Kuaishou's Metric Middle Platform (Gaia) and OneService: Architecture, Implementation, and Future Roadmap
This article details Kuashou's construction of a unified metric middle‑platform called Gaia, the OneMetric and OneService systems for standardized metric management and service, their architectural design, key technologies, achieved outcomes, and plans for expanding data services across the company.
Kuaishou faces common big‑data challenges where metrics—business data measurements—are fragmented, inconsistently defined, and lack unified export mechanisms, leading to high management costs, duplicate metrics, and unreliable processes.
To address these issues, Kuaishou built a metric middle‑platform (code‑named Gaia) that standardizes metric definitions, governance, and service delivery across the organization, forming the foundation of its enterprise data‑middle‑platform.
1. Problems and Solutions The existing data‑service architecture, built on offline data warehouses with numerous applications (ABTest, reporting, analysis), suffers from non‑uniform metric management, inconsistent definitions, and disjointed processes. Industry practice suggests a unified metric management system, but many implementations lack comprehensive metadata, quality assurance, lineage, and global change propagation.
2. Metric Standardization (OneMetric) Kuaishou introduced the OneMetric system to manage metric definitions centrally, enforce naming conventions, and ensure consistency. It includes modules for metadata management, model construction, consistency checking (real‑time and routine), model search, and ranking. The system builds a metadata layer linking logical and physical definitions, constructs dimensional models, and provides search capabilities to locate optimal models for a given metric‑dimension query.
3. Metric Service Platform (OneService) OneService offers a unified query interface that translates metric‑dimension requests into engine‑specific execution plans. It provides language translation (DSL to engine SQL), secondary calculations (e.g., period‑over‑period), and orchestrates tasks across heterogeneous engines (Hive, Druid, HBase). The architecture separates an engine layer (plan generation, scheduling, OneSQL translation) from a service layer (metadata and query APIs).
Key Technologies
Language abstraction: a DSL composed of data set, time range, metric, dimension, and filter, illustrated by the example 电商本周各地域母婴产品支付订单金额 and its structured decomposition:
电商:数据范围
本周:时间范围 = [20201019 – 20201025]
各地域:维度 = [地域]
母婴产品:过滤条件 = [商品二级类目 = 母婴产品]
支付订单金额:指标 = [支付订单金额]Execution plan: a DAG that first performs semantic splitting (job → tasks per metric/dimension) and then engine splitting (task → queries per underlying engine).

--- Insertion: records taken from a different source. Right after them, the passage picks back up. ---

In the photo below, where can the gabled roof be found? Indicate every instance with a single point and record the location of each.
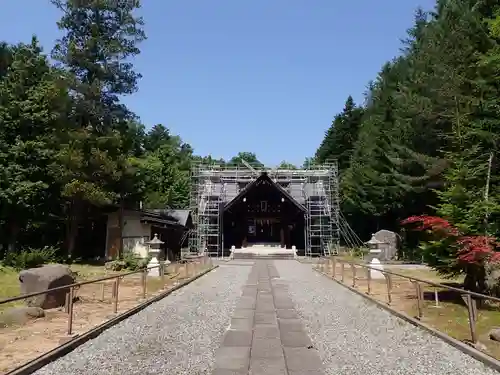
(181, 216)
(153, 218)
(251, 185)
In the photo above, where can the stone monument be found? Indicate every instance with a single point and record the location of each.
(154, 251)
(375, 253)
(389, 244)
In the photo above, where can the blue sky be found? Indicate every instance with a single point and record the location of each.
(265, 76)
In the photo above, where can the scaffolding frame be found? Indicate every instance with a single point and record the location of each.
(213, 186)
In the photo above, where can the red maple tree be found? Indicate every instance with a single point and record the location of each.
(476, 249)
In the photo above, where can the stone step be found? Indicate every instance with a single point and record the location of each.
(263, 256)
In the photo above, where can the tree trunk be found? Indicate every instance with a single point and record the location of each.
(121, 225)
(74, 217)
(475, 279)
(12, 235)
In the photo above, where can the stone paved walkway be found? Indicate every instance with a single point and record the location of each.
(266, 335)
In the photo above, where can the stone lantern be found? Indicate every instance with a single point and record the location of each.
(375, 264)
(154, 250)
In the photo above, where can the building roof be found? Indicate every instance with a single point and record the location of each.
(153, 218)
(181, 216)
(264, 176)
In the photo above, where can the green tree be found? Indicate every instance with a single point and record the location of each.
(339, 140)
(101, 36)
(33, 105)
(249, 157)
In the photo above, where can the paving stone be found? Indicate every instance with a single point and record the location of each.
(249, 291)
(265, 307)
(307, 372)
(301, 359)
(266, 331)
(290, 325)
(265, 298)
(292, 339)
(265, 318)
(266, 348)
(282, 303)
(221, 371)
(246, 303)
(267, 366)
(281, 294)
(242, 324)
(287, 314)
(232, 358)
(244, 313)
(237, 338)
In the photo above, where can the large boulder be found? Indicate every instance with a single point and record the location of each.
(51, 276)
(20, 315)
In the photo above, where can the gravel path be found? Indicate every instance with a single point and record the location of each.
(355, 337)
(177, 335)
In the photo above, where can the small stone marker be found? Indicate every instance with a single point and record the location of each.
(154, 251)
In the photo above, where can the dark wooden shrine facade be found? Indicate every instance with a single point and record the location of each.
(264, 212)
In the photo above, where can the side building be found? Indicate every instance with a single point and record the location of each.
(240, 207)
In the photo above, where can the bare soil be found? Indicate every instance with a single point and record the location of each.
(94, 305)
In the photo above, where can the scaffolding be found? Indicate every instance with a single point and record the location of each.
(316, 188)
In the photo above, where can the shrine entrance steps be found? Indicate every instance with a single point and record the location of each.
(264, 251)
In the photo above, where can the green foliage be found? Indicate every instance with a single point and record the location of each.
(30, 258)
(129, 262)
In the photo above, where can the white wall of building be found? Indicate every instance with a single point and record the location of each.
(135, 233)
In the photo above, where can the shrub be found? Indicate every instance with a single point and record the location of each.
(30, 258)
(129, 262)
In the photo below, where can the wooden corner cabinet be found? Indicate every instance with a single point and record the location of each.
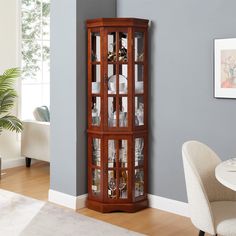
(117, 114)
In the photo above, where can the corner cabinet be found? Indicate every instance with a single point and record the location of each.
(117, 114)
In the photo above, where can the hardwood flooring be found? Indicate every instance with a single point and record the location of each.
(34, 182)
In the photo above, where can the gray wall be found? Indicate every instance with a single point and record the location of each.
(68, 90)
(181, 100)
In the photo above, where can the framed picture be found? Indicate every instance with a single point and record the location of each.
(225, 68)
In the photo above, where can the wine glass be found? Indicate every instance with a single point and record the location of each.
(139, 144)
(112, 186)
(122, 185)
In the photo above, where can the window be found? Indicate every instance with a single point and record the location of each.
(35, 31)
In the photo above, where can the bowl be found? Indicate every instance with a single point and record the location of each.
(95, 87)
(139, 86)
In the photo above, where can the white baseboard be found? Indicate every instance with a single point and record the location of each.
(161, 203)
(73, 202)
(11, 163)
(169, 205)
(6, 164)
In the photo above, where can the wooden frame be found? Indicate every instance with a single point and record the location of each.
(225, 68)
(130, 127)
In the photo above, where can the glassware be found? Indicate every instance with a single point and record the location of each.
(112, 186)
(111, 153)
(95, 115)
(96, 152)
(122, 185)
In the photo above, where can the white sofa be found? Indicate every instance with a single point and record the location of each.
(35, 139)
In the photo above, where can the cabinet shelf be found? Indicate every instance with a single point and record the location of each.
(117, 114)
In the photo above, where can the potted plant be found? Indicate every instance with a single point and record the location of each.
(7, 99)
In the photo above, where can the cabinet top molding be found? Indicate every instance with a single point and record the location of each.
(109, 22)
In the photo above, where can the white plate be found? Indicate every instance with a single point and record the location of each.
(231, 162)
(112, 79)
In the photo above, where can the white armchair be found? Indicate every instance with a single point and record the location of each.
(212, 206)
(35, 141)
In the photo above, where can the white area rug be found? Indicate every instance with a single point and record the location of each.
(23, 216)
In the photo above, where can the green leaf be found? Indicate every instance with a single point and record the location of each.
(11, 123)
(7, 98)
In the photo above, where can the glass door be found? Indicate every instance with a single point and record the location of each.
(95, 178)
(117, 78)
(139, 167)
(95, 88)
(117, 170)
(139, 80)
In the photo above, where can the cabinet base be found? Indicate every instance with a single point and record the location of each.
(110, 207)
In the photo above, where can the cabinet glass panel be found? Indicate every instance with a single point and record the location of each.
(139, 152)
(96, 108)
(112, 112)
(123, 114)
(123, 184)
(96, 79)
(138, 46)
(95, 50)
(139, 110)
(138, 75)
(112, 187)
(123, 152)
(96, 156)
(96, 182)
(111, 40)
(123, 75)
(111, 78)
(123, 42)
(112, 153)
(139, 182)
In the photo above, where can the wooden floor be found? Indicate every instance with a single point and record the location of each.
(34, 182)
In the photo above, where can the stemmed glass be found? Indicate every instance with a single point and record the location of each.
(122, 185)
(139, 144)
(96, 150)
(112, 185)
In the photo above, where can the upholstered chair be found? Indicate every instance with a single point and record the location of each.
(212, 206)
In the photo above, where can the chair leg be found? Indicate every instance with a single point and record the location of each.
(201, 233)
(27, 161)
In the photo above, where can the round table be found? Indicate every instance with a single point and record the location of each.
(226, 175)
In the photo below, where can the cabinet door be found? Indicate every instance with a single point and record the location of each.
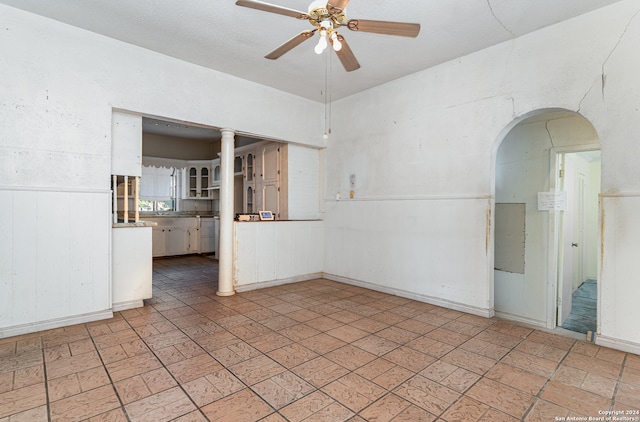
(193, 234)
(270, 179)
(204, 182)
(193, 182)
(177, 240)
(158, 242)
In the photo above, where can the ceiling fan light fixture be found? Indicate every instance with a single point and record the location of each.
(322, 42)
(337, 45)
(317, 4)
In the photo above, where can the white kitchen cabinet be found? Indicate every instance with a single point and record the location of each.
(215, 173)
(158, 242)
(175, 236)
(260, 168)
(208, 235)
(177, 239)
(198, 180)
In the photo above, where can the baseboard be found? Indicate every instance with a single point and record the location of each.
(279, 282)
(486, 313)
(17, 330)
(614, 343)
(130, 304)
(533, 323)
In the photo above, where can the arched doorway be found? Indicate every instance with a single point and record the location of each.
(546, 185)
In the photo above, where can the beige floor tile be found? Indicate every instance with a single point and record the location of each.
(28, 376)
(84, 405)
(465, 410)
(430, 346)
(384, 373)
(376, 345)
(518, 378)
(628, 394)
(499, 338)
(235, 353)
(164, 406)
(398, 335)
(386, 357)
(350, 357)
(16, 401)
(243, 406)
(22, 360)
(130, 367)
(460, 380)
(594, 365)
(322, 343)
(501, 397)
(37, 414)
(354, 391)
(317, 406)
(193, 368)
(574, 398)
(282, 389)
(320, 371)
(531, 363)
(446, 336)
(470, 361)
(385, 409)
(213, 387)
(324, 323)
(257, 369)
(73, 364)
(347, 333)
(292, 355)
(427, 394)
(544, 411)
(409, 358)
(370, 325)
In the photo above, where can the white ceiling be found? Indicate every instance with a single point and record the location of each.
(220, 35)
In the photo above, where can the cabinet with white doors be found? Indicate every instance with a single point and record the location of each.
(258, 185)
(209, 227)
(197, 180)
(175, 236)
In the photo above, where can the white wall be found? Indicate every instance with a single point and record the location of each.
(432, 136)
(273, 253)
(59, 86)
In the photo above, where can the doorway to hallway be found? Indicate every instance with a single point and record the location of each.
(579, 177)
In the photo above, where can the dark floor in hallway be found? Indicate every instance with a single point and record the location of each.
(583, 308)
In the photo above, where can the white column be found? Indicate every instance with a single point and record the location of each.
(225, 251)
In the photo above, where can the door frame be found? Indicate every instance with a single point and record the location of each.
(554, 274)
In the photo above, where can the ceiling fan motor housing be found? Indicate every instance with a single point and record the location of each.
(322, 14)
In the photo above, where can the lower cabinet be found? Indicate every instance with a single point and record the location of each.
(183, 235)
(208, 235)
(175, 236)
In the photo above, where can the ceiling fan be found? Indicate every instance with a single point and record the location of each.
(326, 18)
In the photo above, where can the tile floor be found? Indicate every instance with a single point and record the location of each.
(584, 303)
(311, 351)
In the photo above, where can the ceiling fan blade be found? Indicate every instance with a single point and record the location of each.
(402, 29)
(337, 5)
(267, 7)
(346, 56)
(289, 45)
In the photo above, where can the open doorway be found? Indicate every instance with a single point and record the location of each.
(527, 232)
(578, 176)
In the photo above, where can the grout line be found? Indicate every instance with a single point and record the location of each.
(104, 366)
(44, 370)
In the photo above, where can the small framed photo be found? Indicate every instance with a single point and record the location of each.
(266, 216)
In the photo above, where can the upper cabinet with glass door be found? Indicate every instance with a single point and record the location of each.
(198, 180)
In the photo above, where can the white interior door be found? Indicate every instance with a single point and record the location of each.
(567, 254)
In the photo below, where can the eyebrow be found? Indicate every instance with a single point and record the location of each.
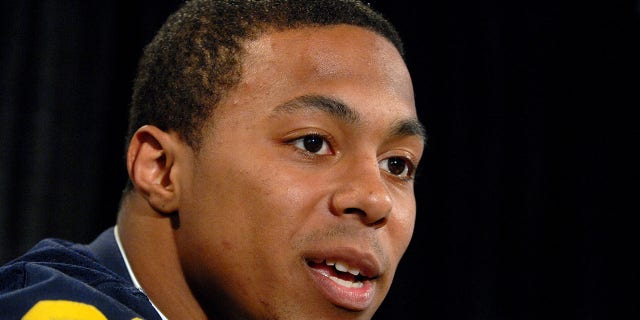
(339, 110)
(334, 107)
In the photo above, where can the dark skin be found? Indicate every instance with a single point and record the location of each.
(305, 167)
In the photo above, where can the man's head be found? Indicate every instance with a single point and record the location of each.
(196, 56)
(294, 199)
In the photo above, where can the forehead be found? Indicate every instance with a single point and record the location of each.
(346, 62)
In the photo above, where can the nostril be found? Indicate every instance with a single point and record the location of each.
(354, 210)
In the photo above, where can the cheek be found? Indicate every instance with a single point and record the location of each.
(401, 224)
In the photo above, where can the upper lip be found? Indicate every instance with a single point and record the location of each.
(367, 262)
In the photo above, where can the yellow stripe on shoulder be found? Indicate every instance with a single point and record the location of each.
(63, 310)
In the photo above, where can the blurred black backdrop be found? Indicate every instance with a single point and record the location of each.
(526, 198)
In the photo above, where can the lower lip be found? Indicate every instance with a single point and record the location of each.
(356, 299)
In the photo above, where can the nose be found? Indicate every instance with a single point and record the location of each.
(363, 192)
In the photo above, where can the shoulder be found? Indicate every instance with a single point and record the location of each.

OneSQL: converts the unified AST of a data model into engine‑specific SQL, applying rule‑based optimizations (RBO) before generation.
4. Achievements and Future Plans Within a year, Kuaishou delivered OneMetric and OneService, migrating all analytics, dashboards, and reporting to metric‑dimension queries, supporting multiple engines, achieving minute‑level offline and sub‑second online query latency, and serving core businesses such as the main site, e‑commerce, and games. Future work includes expanding to more business lines, building a comprehensive OneService data‑as‑a‑service platform, developing a OneDSL for data services, introducing OneCache for performance, and exploring automation and intelligence in data governance.